Prada raised his hands, as if he had exhausted the serious candidates. In order to increase the priest's exasperation he maliciously refrained from naming Cardinal Sanguinetti, who was certainly Santobono's nominee. All at once, however, he pretended to make a good guess, and gaily exclaimed: "Ah! I have it; I know your man—Cardinal Boccanera!"

The blow struck Santobono full in the heart, wounding him both in his rancour and his patriotic faith. His terrible mouth was already opening, and he was about to shout "No! no!" with all his strength, but he managed to restrain the cry, compelled as he was to silence by the present on his knees—that little basket of figs which he pressed so convulsively with both hands; and the effort which he was obliged to make left him quivering to such a point that he had to wait some time before he could reply in a calm voice: "His most reverend Eminence Cardinal Boccanera is a saintly man, well worthy of the throne, and my only fear is that, with his hatred of new Italy, he might bring us warfare."

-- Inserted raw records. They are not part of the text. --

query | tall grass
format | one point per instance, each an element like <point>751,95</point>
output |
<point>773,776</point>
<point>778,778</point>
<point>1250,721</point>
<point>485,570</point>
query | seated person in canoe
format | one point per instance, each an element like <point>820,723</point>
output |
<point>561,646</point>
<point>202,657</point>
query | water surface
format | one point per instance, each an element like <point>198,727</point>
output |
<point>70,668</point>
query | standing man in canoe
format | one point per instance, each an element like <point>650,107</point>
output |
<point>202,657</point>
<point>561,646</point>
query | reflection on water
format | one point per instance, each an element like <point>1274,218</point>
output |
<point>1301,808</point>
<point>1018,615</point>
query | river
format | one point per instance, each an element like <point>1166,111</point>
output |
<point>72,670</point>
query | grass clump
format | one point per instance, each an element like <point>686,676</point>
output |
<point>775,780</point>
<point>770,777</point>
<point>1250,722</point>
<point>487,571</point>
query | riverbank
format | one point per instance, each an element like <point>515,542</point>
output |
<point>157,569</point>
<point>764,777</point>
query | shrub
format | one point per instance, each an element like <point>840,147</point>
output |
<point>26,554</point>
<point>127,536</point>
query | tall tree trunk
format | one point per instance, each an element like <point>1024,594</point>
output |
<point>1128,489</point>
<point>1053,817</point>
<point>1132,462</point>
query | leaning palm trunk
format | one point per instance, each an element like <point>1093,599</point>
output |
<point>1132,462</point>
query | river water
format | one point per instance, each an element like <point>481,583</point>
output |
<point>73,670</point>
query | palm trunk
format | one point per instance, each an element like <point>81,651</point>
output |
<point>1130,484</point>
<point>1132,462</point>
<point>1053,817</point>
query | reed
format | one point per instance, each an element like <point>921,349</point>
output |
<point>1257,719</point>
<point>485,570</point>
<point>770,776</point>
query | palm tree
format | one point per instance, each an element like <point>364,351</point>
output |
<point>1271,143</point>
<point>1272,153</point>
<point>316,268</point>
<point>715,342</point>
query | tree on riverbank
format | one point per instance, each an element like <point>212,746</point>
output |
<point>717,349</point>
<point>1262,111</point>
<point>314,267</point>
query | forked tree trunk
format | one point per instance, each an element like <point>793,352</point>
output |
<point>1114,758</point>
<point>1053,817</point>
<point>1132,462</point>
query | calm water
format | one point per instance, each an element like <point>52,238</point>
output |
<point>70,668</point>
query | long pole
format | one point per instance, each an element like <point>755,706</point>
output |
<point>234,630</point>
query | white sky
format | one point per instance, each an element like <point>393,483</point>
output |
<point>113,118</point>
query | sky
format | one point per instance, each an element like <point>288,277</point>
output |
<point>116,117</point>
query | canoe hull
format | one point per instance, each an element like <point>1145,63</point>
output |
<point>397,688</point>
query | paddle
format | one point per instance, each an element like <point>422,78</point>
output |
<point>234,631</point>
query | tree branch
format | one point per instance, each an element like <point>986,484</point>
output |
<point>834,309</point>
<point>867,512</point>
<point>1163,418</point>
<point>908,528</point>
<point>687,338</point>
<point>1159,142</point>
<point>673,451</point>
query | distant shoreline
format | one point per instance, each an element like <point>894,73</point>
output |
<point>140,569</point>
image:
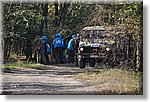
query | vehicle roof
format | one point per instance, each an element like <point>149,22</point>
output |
<point>94,28</point>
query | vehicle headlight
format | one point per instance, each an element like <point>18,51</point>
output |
<point>107,49</point>
<point>81,49</point>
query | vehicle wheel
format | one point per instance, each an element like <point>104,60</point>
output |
<point>92,63</point>
<point>81,63</point>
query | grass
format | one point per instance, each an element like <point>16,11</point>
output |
<point>114,81</point>
<point>21,64</point>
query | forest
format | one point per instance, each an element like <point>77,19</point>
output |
<point>22,22</point>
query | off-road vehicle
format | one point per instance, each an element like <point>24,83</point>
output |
<point>95,46</point>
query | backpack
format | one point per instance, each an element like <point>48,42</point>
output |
<point>48,48</point>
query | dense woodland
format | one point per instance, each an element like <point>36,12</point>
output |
<point>24,21</point>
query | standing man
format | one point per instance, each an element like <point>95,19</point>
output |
<point>70,49</point>
<point>63,50</point>
<point>57,43</point>
<point>46,48</point>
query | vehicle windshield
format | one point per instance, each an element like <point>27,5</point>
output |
<point>92,34</point>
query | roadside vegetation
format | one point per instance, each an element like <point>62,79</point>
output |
<point>18,62</point>
<point>114,81</point>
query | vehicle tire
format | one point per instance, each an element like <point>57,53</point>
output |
<point>92,63</point>
<point>81,63</point>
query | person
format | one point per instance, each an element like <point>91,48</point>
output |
<point>76,39</point>
<point>47,50</point>
<point>70,50</point>
<point>63,50</point>
<point>57,44</point>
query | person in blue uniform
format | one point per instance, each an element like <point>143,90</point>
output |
<point>58,44</point>
<point>70,49</point>
<point>63,50</point>
<point>47,50</point>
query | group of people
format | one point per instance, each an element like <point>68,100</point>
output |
<point>63,50</point>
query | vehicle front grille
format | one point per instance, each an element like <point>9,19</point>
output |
<point>92,50</point>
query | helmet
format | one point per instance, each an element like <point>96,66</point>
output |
<point>58,35</point>
<point>44,38</point>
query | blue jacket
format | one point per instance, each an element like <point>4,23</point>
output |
<point>70,44</point>
<point>44,39</point>
<point>58,42</point>
<point>48,48</point>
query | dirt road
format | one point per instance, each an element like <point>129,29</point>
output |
<point>51,79</point>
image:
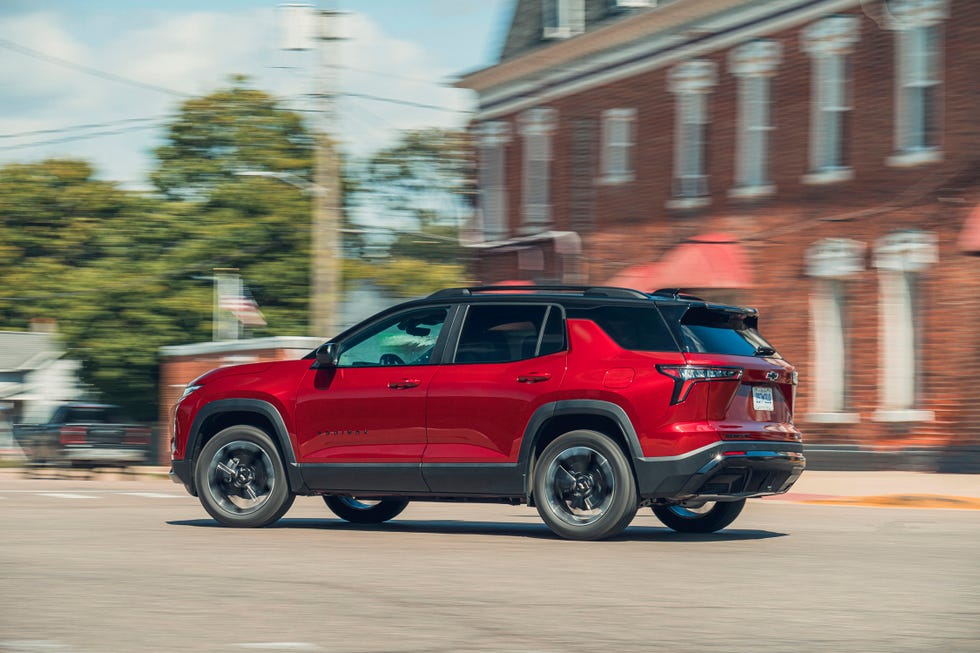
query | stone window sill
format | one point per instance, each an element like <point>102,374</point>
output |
<point>918,157</point>
<point>615,180</point>
<point>688,203</point>
<point>833,418</point>
<point>752,192</point>
<point>907,415</point>
<point>830,176</point>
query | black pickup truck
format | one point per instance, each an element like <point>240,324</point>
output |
<point>84,435</point>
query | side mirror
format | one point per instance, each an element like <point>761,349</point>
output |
<point>328,354</point>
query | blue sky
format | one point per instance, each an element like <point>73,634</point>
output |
<point>403,50</point>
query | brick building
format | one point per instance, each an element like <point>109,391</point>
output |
<point>817,159</point>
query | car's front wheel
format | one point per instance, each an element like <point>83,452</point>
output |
<point>364,511</point>
<point>241,480</point>
<point>583,486</point>
<point>708,517</point>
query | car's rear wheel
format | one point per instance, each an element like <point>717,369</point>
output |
<point>241,480</point>
<point>708,517</point>
<point>364,511</point>
<point>583,486</point>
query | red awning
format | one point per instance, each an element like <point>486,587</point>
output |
<point>970,236</point>
<point>708,261</point>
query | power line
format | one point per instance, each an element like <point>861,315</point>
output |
<point>71,128</point>
<point>409,103</point>
<point>88,70</point>
<point>79,137</point>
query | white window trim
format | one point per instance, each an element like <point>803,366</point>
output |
<point>537,123</point>
<point>898,257</point>
<point>493,138</point>
<point>627,173</point>
<point>690,81</point>
<point>903,16</point>
<point>831,38</point>
<point>828,261</point>
<point>754,63</point>
<point>570,19</point>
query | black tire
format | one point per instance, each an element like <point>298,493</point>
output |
<point>356,511</point>
<point>708,519</point>
<point>584,487</point>
<point>241,480</point>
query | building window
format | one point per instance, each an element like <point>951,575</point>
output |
<point>618,136</point>
<point>691,83</point>
<point>537,126</point>
<point>829,42</point>
<point>831,262</point>
<point>562,18</point>
<point>754,64</point>
<point>493,138</point>
<point>901,259</point>
<point>918,79</point>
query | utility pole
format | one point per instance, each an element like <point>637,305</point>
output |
<point>325,253</point>
<point>227,283</point>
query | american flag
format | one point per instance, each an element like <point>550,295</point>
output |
<point>243,307</point>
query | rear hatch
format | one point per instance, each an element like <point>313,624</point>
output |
<point>750,389</point>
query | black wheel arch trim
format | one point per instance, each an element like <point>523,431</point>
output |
<point>259,407</point>
<point>561,407</point>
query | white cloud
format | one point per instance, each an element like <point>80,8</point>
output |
<point>195,52</point>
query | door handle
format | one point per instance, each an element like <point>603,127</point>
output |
<point>534,377</point>
<point>404,384</point>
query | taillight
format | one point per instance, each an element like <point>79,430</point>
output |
<point>685,376</point>
<point>73,434</point>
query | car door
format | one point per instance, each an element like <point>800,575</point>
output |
<point>509,359</point>
<point>361,424</point>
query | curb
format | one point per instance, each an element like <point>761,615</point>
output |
<point>922,501</point>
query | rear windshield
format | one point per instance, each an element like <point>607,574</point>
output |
<point>631,327</point>
<point>720,332</point>
<point>91,415</point>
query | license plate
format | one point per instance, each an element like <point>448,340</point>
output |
<point>762,398</point>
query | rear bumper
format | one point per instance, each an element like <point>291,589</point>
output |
<point>722,471</point>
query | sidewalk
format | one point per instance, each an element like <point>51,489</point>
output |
<point>895,489</point>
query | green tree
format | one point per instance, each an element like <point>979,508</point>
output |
<point>214,138</point>
<point>125,273</point>
<point>258,225</point>
<point>423,185</point>
<point>91,256</point>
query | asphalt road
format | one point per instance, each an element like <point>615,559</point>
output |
<point>137,566</point>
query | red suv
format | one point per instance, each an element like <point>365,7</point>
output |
<point>587,403</point>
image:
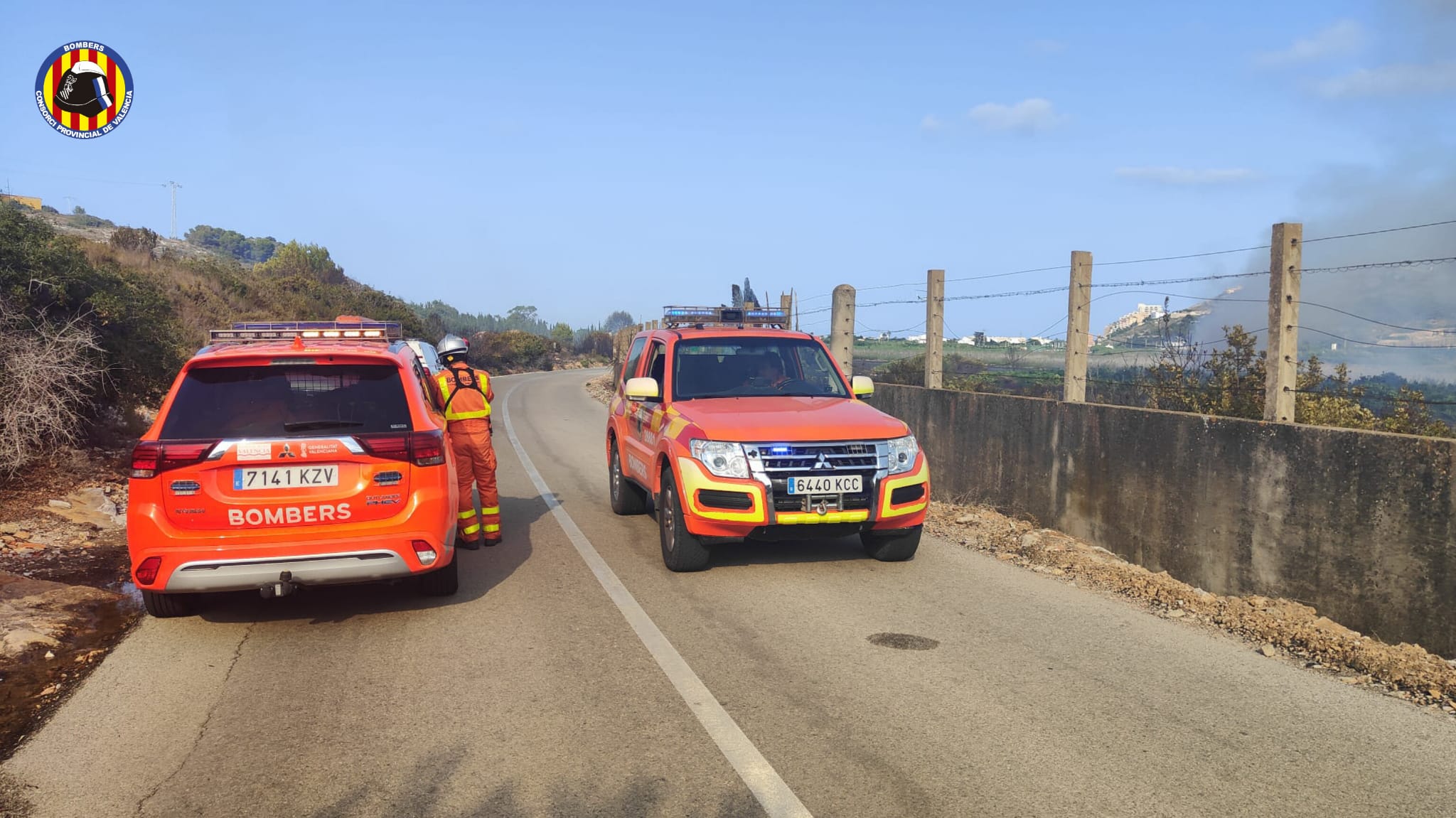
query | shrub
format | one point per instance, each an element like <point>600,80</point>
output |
<point>50,375</point>
<point>134,239</point>
<point>510,351</point>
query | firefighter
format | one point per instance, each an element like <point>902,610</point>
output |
<point>465,393</point>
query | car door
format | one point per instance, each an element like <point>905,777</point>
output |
<point>646,416</point>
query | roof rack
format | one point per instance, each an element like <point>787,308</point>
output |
<point>245,332</point>
<point>725,316</point>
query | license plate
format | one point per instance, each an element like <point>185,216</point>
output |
<point>284,478</point>
<point>828,485</point>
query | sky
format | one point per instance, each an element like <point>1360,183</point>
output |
<point>586,158</point>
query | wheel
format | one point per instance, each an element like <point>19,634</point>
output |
<point>892,548</point>
<point>441,581</point>
<point>680,549</point>
<point>626,497</point>
<point>166,606</point>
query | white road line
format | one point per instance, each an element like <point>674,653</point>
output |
<point>764,780</point>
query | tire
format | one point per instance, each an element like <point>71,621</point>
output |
<point>893,548</point>
<point>680,549</point>
<point>441,581</point>
<point>626,497</point>
<point>166,606</point>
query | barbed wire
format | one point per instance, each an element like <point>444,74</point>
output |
<point>1378,232</point>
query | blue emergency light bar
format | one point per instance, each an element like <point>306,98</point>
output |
<point>725,316</point>
<point>244,332</point>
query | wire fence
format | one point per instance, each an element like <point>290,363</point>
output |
<point>1168,337</point>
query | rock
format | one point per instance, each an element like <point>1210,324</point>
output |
<point>19,640</point>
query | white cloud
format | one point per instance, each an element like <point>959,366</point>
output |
<point>1392,80</point>
<point>1189,175</point>
<point>1027,117</point>
<point>1340,40</point>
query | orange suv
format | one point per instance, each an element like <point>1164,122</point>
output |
<point>289,455</point>
<point>737,429</point>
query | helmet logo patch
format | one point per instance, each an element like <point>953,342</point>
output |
<point>83,89</point>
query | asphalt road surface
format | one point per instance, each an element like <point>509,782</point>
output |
<point>575,676</point>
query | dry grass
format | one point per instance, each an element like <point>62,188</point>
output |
<point>1278,626</point>
<point>48,376</point>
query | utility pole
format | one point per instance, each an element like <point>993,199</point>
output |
<point>1282,358</point>
<point>1079,316</point>
<point>842,329</point>
<point>173,185</point>
<point>933,326</point>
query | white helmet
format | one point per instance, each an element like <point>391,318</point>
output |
<point>453,348</point>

Prada, however, desired to enlarge the wound. "At all events," said he, "you accept him and love him too much not to rejoice over his chances of success. And I really think that we have arrived at the truth, for everybody is convinced that the Conclave's choice cannot fall elsewhere. Come, come; Boccanera is a very tall man, so it's the long white cassock which will be required."

"The long cassock, the long cassock," growled Santobono, despite himself; "that's all very well, but—"

Then he stopped short, and, again overcoming his passion, left his sentence unfinished. Pierre, listening in silence, marvelled at the man's self-restraint, for he remembered the conversation which he had overheard at Cardinal Sanguinetti's. Those figs were evidently a mere pretext for gaining admission to the Boccanera mansion, where some friend—Abbe Paparelli, no doubt—could alone supply certain positive information which was needed. But how great was the command which the hot-blooded priest exercised over himself amidst the riotous impulses of his soul!

On either side of the road the Campagna still and ever spread its expanse of verdure, and Prada, who had become grave and dreamy, gazed before him without seeing anything. At last, however, he gave expression to his thoughts. "You know, Abbe, what will be said if the Pope should die this time. That sudden illness, those colics, those refusals to make any information public, mean nothing good—Yes, yes, poison, just as for the others!"

Pierre gave a start of stupefaction. The Pope poisoned! "What! Poison?
Again?" he exclaimed as he gazed at his companions with dilated eyes.
Poison at the end of the nineteenth century, as in the days of the
Borgias, as on the stage in a romanticist melodrama! To him the idea
appeared both monstrous and ridiculous.

Santobono, whose features had become motionless and impenetrable, made no reply. But Prada nodded, and the conversation was henceforth confined to him and the young priest. "Why, yes, poison," he replied. "The fear of it has remained very great in Rome. Whenever a death seems inexplicable, either by reason of its suddenness or the tragic circumstances which attend it, the unanimous thought is poison. And remark this: in no city, I believe, are sudden deaths so frequent. The causes I don't exactly know, but some doctors put everything down to the fevers. Among the people, however, the one thought is poison, poison with all its legends, poison which kills like lightning and leaves no trace, the famous recipe bequeathed from age to age, through the emperors and the popes, down to these present times of middle-class democracy."